COVID-19 Sebabkan Pasokan Alat Kontrasepsi Terbatas hingga Angka Kelahiran Tinggi

Kepala Badan Kependudukan dan Keluarga Berencana Nasional (BKKBN) Hasto Wardoyo menyampaikan dampak COVID-19 terhadap pemenuhan kebutuhan keluarga berencana.

oleh Ade Nasihudin Al Ansori diperbarui 28 Mei 2020, 15:57 WIB
Kepala BKKBN Hasto Wardoyo menerangkan, penyuluh KB ikut mempromosikan pencegahan Corona COVID-19 saat live di Kantor BKKBN, Jakarta, Jumat (27/3/2020). (Dok Badan Kependudukan dan Keluarga Berencana Nasional/BKKBN)

Liputan6.com, Jakarta Kepala Badan Kependudukan dan Keluarga Berencana Nasional (BKKBN) Hasto Wardoyo menyampaikan dampak COVID-19 terhadap pemenuhan kebutuhan keluarga berencana. Mulai dari produk kontrasepsi terbatas hingga jumlah kelahiran tinggi.

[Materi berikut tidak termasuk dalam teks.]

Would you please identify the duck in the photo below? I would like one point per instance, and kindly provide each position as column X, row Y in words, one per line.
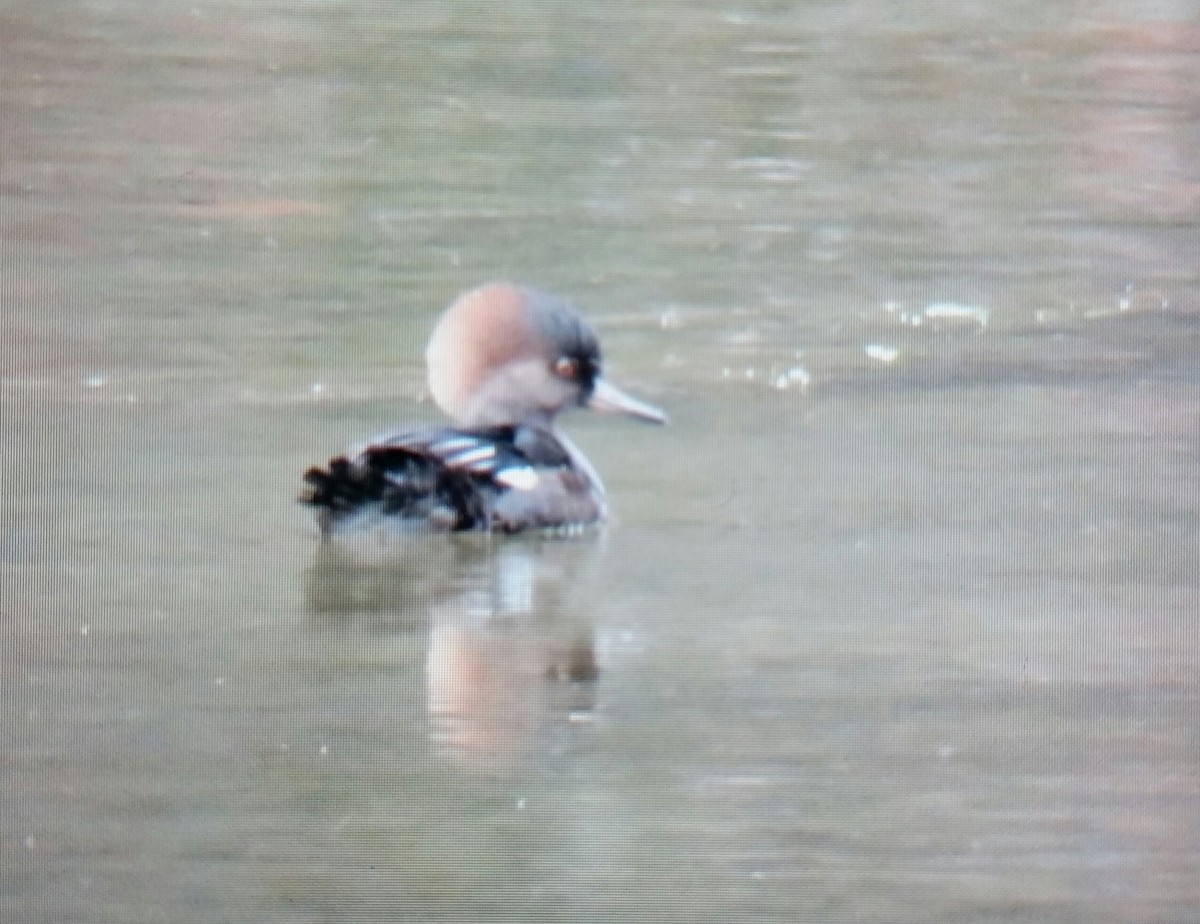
column 503, row 363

“Banyak klinik yang tidak siap menghadapi pandemi atau staf klinik yang tidak bisa memberikan pelayanan karena tidak dilengkapi APD. Ini juga secara internasional seperti itu, bukan hanya di Indonesia,” ujar Hasto dalam webminar BKKBN, Kamis (28/5/2020).

Ia menambahkan, klinik-klinik tutup karena menghindari COVID-19. Dengan demikian, rantai pasok alat kontrasepsi menjadi terganggu, produksi alat kontrasepsi terbatas, dan pelatihan bagi provider berhenti.

“Kurangnya produk kontrasepsi memberikan risiko kehamilan yang lebih tinggi.”

Simak Video Berikut Ini:


Meningkatnya Angka Kelahiran

Lebih jauh, pandemi COVID-19 yang menghambat pemenuhan kebutuhan keluarga berencana dapat berdampak pada angka kelahiran bayi.

Hasto menampilkan grafik perhitungan, jika 25 persen perempuan putus pakai kontrasepsi, sedangkan perempuan-perempuan itu dalam usia produktif 20-30 tahun maka angka fertilitas dapat mencapai 2.5 juta.

Epidemiologi terjadinya kehamilan setelah perkawinan dapat dilihat dari rentang waktu. Satu bulan setelah perkawinan 25 persen, setelah 6 bulan menjadi 63 persen, 9 bulan menjadi 75 persen, 12 bulan 80 persen, dan 18 bulan perkawinan memiliki potensi hamil 90 persen.